The hallway is quiet, most guests still asleep at this hour, and the early risers rush already out the door and on their way. Outside, the morning air is crisp and clean, the way it always is after a major storm system passes through. Like the world has been power-washed. The sky is that particular shade of post-storm blue that never shows up in photographs, no matter how good your camera is.

I make my way to the small lobby, expecting to be the first one there. I'm not.

Dr. Reed is already seated at one of the small tables, his laptop open, three different notebooks spread around him like he's setting up a command center. He hasn't noticed me yet, too absorbed in whatever he's typing. His brow is furrowed in concentration, fingers moving rapidly across the keyboard. There's an intensity to his focus that reminds me of Dad when he was processing data after a chase—that same tunnel vision that blocks out the rest of the world.

I clear my throat. “You're early.”

He jumps slightly, looking up with wide eyes. “Ms. Brooks! Good morning.”

His cheeriness hits me all at once. “First off, you can call me Lila. Second, wait until I’ve had coffee before you get that excited.”

Reed’s smile dips for a second, then comes right back. “Right. Sorry. There’s coffee in that corner.” He gestures to a sad little setup with a commercial drip machine. “It’s…acceptable.”

“I’ll take acceptable.” I head over, aware of his attention on me as I pour the dark liquid into a Styrofoam cup. It smells burnt, but I’m not in a position to be picky. I take a sip and wince. Definitely burnt, with an aftertaste like someone melted a tire into it.

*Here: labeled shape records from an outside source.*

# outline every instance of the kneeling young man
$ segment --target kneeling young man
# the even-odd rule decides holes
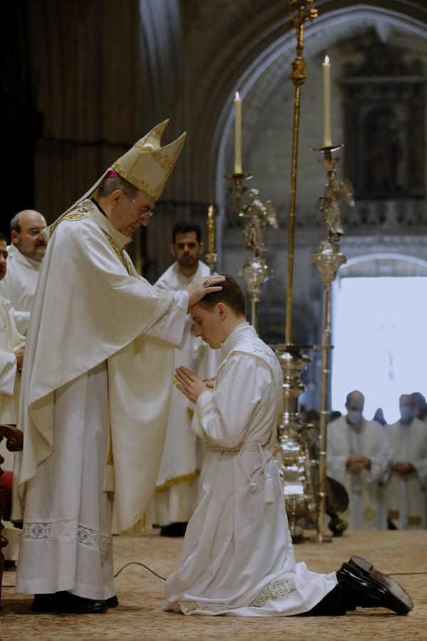
[[[245,296],[229,276],[191,310],[196,333],[223,361],[214,389],[178,368],[178,389],[196,404],[191,429],[206,454],[199,502],[165,610],[184,614],[341,615],[362,607],[407,614],[413,603],[393,579],[352,557],[317,574],[295,562],[278,471],[269,449],[282,401],[274,353],[246,320]]]

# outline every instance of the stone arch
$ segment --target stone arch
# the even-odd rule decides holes
[[[408,11],[409,5],[404,2],[394,4],[393,7],[387,10],[374,3],[339,9],[334,7],[333,3],[325,2],[323,5],[325,11],[312,24],[306,28],[306,58],[312,58],[324,51],[325,46],[354,37],[372,27],[379,32],[380,37],[384,37],[384,30],[391,26],[426,37],[425,24],[420,19],[422,16],[415,17],[411,11]],[[331,28],[332,25],[333,29]],[[256,114],[259,113],[266,103],[270,102],[271,105],[271,95],[274,94],[277,85],[288,75],[290,63],[295,58],[295,35],[283,31],[283,29],[280,30],[277,24],[274,28],[270,26],[268,35],[270,38],[275,36],[275,40],[268,44],[265,37],[264,50],[259,52],[253,59],[248,60],[246,68],[234,80],[233,85],[231,87],[228,84],[230,88],[227,95],[223,93],[222,101],[219,97],[217,98],[222,103],[222,108],[217,115],[214,134],[211,140],[208,174],[215,177],[216,200],[220,207],[225,205],[227,189],[223,174],[225,173],[224,160],[227,141],[233,123],[233,90],[238,87],[241,95],[245,98],[249,90],[253,89],[260,78],[264,77],[263,85],[268,87],[268,92],[264,94],[263,100],[260,98],[259,95],[255,94],[253,104],[246,102],[245,105],[245,118],[248,120],[248,127],[256,131]],[[205,78],[205,82],[206,81]],[[225,88],[226,83],[221,86]],[[251,135],[247,145],[251,145]]]

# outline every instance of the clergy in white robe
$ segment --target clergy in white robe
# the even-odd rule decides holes
[[[363,417],[364,397],[347,397],[347,414],[327,426],[327,473],[347,489],[349,504],[341,516],[350,530],[387,529],[382,478],[393,451],[386,429]]]
[[[401,419],[387,427],[393,464],[384,484],[389,518],[401,530],[427,527],[427,425],[414,416],[411,395],[399,400]]]
[[[6,239],[0,234],[0,280],[4,278],[7,269],[7,247]],[[0,423],[15,424],[18,410],[19,380],[25,339],[16,328],[13,310],[7,301],[0,298]],[[0,443],[0,454],[4,459],[3,469],[14,469],[14,453],[6,447],[6,442]],[[19,551],[20,531],[9,521],[4,521],[4,535],[8,545],[3,548],[6,561],[16,561]]]
[[[199,225],[186,221],[176,223],[172,229],[171,245],[176,261],[156,286],[178,291],[189,283],[209,276],[209,266],[200,260],[204,247]],[[175,350],[175,367],[184,365],[199,378],[213,379],[222,360],[221,355],[221,350],[211,350],[200,337],[189,332],[181,348]],[[154,500],[153,519],[163,526],[162,533],[166,536],[182,536],[184,524],[196,504],[199,472],[204,452],[200,439],[190,429],[193,410],[193,404],[174,387]],[[179,525],[168,528],[171,523]]]
[[[8,269],[0,282],[0,296],[9,301],[21,334],[26,334],[38,283],[46,241],[44,217],[33,209],[19,212],[11,221]]]
[[[125,251],[148,224],[184,142],[181,136],[159,147],[166,124],[48,230],[23,369],[23,450],[12,515],[19,518],[23,506],[16,590],[34,593],[36,610],[102,612],[113,599],[112,533],[146,523],[173,348],[182,340],[189,303],[222,280],[160,291]]]
[[[318,604],[337,581],[334,573],[317,574],[295,562],[268,447],[281,406],[282,372],[246,322],[244,295],[241,289],[239,298],[236,288],[227,276],[228,298],[191,311],[196,333],[211,347],[221,345],[223,361],[214,390],[189,370],[176,371],[179,390],[196,402],[191,428],[206,453],[199,504],[179,568],[166,582],[164,608],[186,615],[297,615]]]

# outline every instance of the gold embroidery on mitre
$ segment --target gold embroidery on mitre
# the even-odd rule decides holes
[[[120,262],[122,263],[122,264],[126,269],[126,271],[127,272],[127,273],[130,276],[133,276],[132,271],[130,271],[130,268],[129,266],[127,261],[123,256],[123,252],[122,251],[122,250],[120,249],[120,248],[119,247],[119,246],[115,241],[114,238],[112,236],[110,236],[110,234],[108,234],[104,229],[102,229],[102,233],[103,233],[104,236],[105,236],[105,238],[107,239],[107,240],[108,241],[108,242],[110,243],[110,244],[112,249],[112,251],[116,254],[116,256],[117,256],[117,258],[119,259],[119,260],[120,261]]]
[[[153,152],[152,158],[154,162],[157,162],[160,165],[162,169],[169,170],[171,165],[174,165],[174,159],[169,158],[169,156],[167,156],[166,154],[162,154],[161,152]]]
[[[83,209],[83,207],[82,207],[82,209],[78,209],[78,212],[80,212],[80,211],[82,211]],[[88,210],[87,210],[87,209],[85,209],[85,211],[87,212]],[[56,229],[56,228],[57,228],[57,226],[58,226],[58,224],[59,224],[60,223],[61,223],[61,222],[63,222],[63,220],[83,220],[84,218],[88,218],[88,217],[85,216],[85,215],[84,214],[83,214],[83,213],[82,213],[82,214],[68,214],[67,216],[61,216],[60,218],[58,219],[57,221],[56,221],[56,222],[54,222],[54,223],[52,224],[52,228],[51,228],[51,236],[52,236],[52,234],[53,234],[53,232],[54,232],[55,230]]]

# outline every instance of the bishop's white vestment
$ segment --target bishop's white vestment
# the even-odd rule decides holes
[[[144,524],[188,293],[139,276],[129,240],[90,200],[51,234],[21,384],[18,592],[109,598],[112,533]]]
[[[205,442],[199,504],[165,610],[184,614],[285,616],[307,612],[337,585],[334,573],[295,563],[276,464],[283,378],[248,323],[221,345],[214,391],[198,398],[191,428]]]
[[[386,428],[394,462],[412,463],[416,471],[401,476],[391,469],[384,484],[389,518],[398,529],[427,527],[427,425],[413,418]]]
[[[14,353],[25,343],[16,328],[13,310],[7,301],[0,298],[0,423],[15,424],[18,413],[19,380],[16,357]],[[0,454],[4,457],[4,470],[14,469],[14,453],[6,447],[6,441],[0,443]],[[16,561],[19,551],[20,531],[11,523],[4,521],[4,535],[9,543],[3,548],[7,561]]]
[[[42,263],[24,256],[14,245],[7,249],[7,271],[0,281],[0,296],[10,303],[18,329],[26,334]]]
[[[347,460],[352,454],[362,454],[371,461],[370,469],[352,474]],[[340,516],[350,530],[386,530],[382,478],[389,469],[393,451],[386,428],[376,421],[362,419],[359,425],[340,416],[327,426],[327,474],[347,489],[349,504]]]
[[[162,289],[178,291],[209,274],[209,266],[201,261],[189,278],[180,271],[178,263],[174,263],[155,284]],[[221,360],[221,350],[211,350],[191,332],[181,348],[175,350],[175,368],[188,368],[201,379],[214,378]],[[193,410],[193,404],[174,387],[154,499],[153,519],[161,526],[189,521],[196,508],[204,452],[190,428]]]

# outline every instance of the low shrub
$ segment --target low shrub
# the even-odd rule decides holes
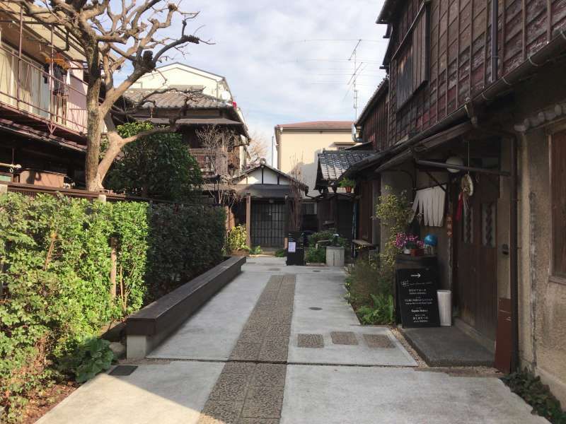
[[[566,424],[566,412],[560,402],[550,393],[548,386],[543,384],[541,377],[535,376],[525,368],[504,376],[501,379],[533,407],[533,412],[545,418],[553,424]]]
[[[238,250],[243,250],[246,248],[246,239],[248,234],[246,231],[246,225],[238,225],[228,232],[226,237],[226,253],[234,253]]]
[[[388,266],[359,259],[348,268],[346,299],[360,322],[389,324],[394,322],[391,273]]]
[[[248,253],[250,254],[261,254],[263,253],[263,251],[261,249],[261,246],[255,246],[255,247],[248,247],[246,246],[246,250],[248,250]]]
[[[112,366],[115,357],[110,344],[102,338],[87,337],[61,363],[74,374],[78,383],[83,383]]]
[[[224,235],[220,208],[0,196],[3,418],[17,422],[27,399],[64,375],[104,369],[104,346],[81,344],[219,262]],[[86,352],[95,365],[70,360]]]
[[[308,245],[315,246],[316,243],[321,240],[333,240],[334,235],[337,234],[336,230],[331,228],[330,230],[324,230],[315,232],[308,236]],[[337,240],[337,245],[341,247],[345,247],[347,240],[343,237],[339,237]],[[330,243],[328,243],[330,245]]]
[[[309,246],[305,252],[305,260],[311,263],[321,263],[326,261],[326,248]]]

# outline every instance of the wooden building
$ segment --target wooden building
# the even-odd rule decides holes
[[[84,184],[86,78],[79,42],[0,4],[0,180]]]
[[[262,248],[282,249],[286,247],[289,231],[289,201],[292,195],[290,175],[267,164],[265,160],[250,167],[233,180],[233,190],[239,199],[232,208],[234,224],[245,224],[248,245]]]
[[[386,0],[377,23],[388,80],[357,122],[375,153],[342,177],[371,209],[386,187],[441,194],[420,235],[458,324],[566,401],[566,3]]]

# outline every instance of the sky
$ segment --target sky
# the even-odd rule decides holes
[[[189,32],[214,44],[190,45],[176,61],[225,76],[250,131],[270,146],[278,124],[354,119],[349,59],[359,39],[362,112],[385,76],[386,27],[375,23],[383,2],[185,0],[183,10],[200,12]]]

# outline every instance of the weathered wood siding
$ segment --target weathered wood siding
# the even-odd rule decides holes
[[[421,0],[407,0],[391,23],[390,146],[442,120],[492,82],[490,0],[432,0],[422,7]],[[429,13],[429,40],[417,46],[428,45],[427,81],[400,105],[399,67],[404,45],[415,42],[408,33],[421,28],[420,11]],[[499,0],[497,78],[560,36],[558,30],[565,26],[566,0]]]
[[[386,93],[377,100],[364,121],[362,131],[364,143],[371,143],[376,151],[382,151],[389,145],[388,99],[388,95]]]

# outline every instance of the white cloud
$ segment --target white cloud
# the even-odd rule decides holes
[[[385,76],[379,69],[385,28],[375,23],[382,5],[383,0],[186,0],[185,10],[200,12],[189,30],[204,25],[197,35],[214,44],[190,46],[190,54],[178,60],[226,76],[250,131],[268,140],[277,124],[353,119],[347,83],[354,65],[347,59],[357,42],[304,40],[377,40],[358,49],[364,61],[358,79],[361,112]],[[178,30],[176,25],[168,32]]]

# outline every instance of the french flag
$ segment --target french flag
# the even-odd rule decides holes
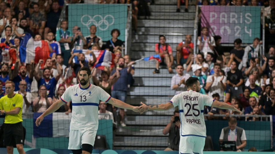
[[[161,62],[161,58],[160,57],[160,55],[158,54],[151,56],[150,57],[145,57],[143,58],[143,60],[145,61],[148,61],[151,59],[155,59],[160,62]]]

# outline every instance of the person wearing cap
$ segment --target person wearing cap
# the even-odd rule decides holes
[[[189,74],[184,75],[184,69],[182,65],[178,64],[176,66],[177,74],[172,77],[171,81],[171,90],[175,90],[175,94],[178,94],[187,90],[186,82],[191,76]]]
[[[205,75],[201,75],[201,68],[202,66],[199,66],[197,67],[192,68],[192,70],[194,73],[194,75],[192,77],[195,77],[199,79],[200,85],[201,86],[201,90],[199,93],[203,94],[206,94],[205,90],[204,89],[206,85],[206,80],[207,77]]]

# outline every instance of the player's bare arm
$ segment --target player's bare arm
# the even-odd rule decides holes
[[[46,111],[45,111],[45,112],[39,116],[39,117],[37,118],[36,119],[36,121],[35,121],[35,125],[38,127],[38,126],[40,125],[41,123],[41,122],[43,120],[44,117],[57,110],[60,106],[65,103],[60,99],[58,99],[57,101],[54,102],[46,110]]]
[[[148,110],[154,110],[155,111],[164,111],[174,108],[173,103],[170,102],[168,102],[165,104],[161,104],[158,105],[147,105],[142,102],[140,102],[142,105],[140,107],[140,108],[138,111],[141,114]]]
[[[220,102],[216,100],[213,102],[213,103],[212,104],[211,106],[219,107],[223,109],[231,109],[240,113],[243,113],[243,112],[238,110],[234,106],[230,105],[224,102]]]
[[[114,99],[111,97],[110,100],[108,101],[108,103],[111,104],[114,106],[119,107],[120,108],[122,108],[127,109],[130,109],[133,110],[134,111],[136,112],[140,112],[138,111],[138,109],[140,108],[140,107],[134,106],[131,105],[126,103],[125,103],[122,101],[118,99]]]

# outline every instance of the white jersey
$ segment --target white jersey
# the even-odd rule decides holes
[[[97,130],[99,100],[107,102],[111,98],[102,88],[91,84],[85,89],[81,88],[80,84],[68,88],[60,99],[65,103],[72,100],[73,109],[70,129]]]
[[[204,105],[211,106],[214,100],[192,90],[183,92],[172,98],[170,102],[175,107],[179,106],[181,135],[206,137],[204,109]]]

“I tried to warn you,” Reed calls from across the empty lobby.

I make my way back and drop into the chair opposite him. “I’ve had worse. Once spent three days at a truck stop in Nebraska where the coffee was so thick you could stand a spoon in it.” I take another sip. “Honestly, after enough hours awake, I’ll take anything thick and hot if it keeps me going.”

The second the words leave my mouth, I watch it land. He doesn’t say anything. He doesn’t have to. The tips of his ears go red, and he suddenly finds the lid of his coffee cup extremely interesting.

“That came out wrong,” I say.

“Did it?”

His mouth twitches despite himself, and the look he gives me over the rim of his cup lands somewhere between embarrassed and intensely aware. Considering I’d gotten myself off in the shower less than an hour ago while thinking about him, the heat pooling low in my stomach is already starting to spark back to life. Just fucking great. We’re not even ten minutes into thismeeting, and my hormones are already acting like they’ve lost all higher reasoning skills.

I take another sip of coffee mostly to buy myself a second to regroup, but my eyes drift right to him.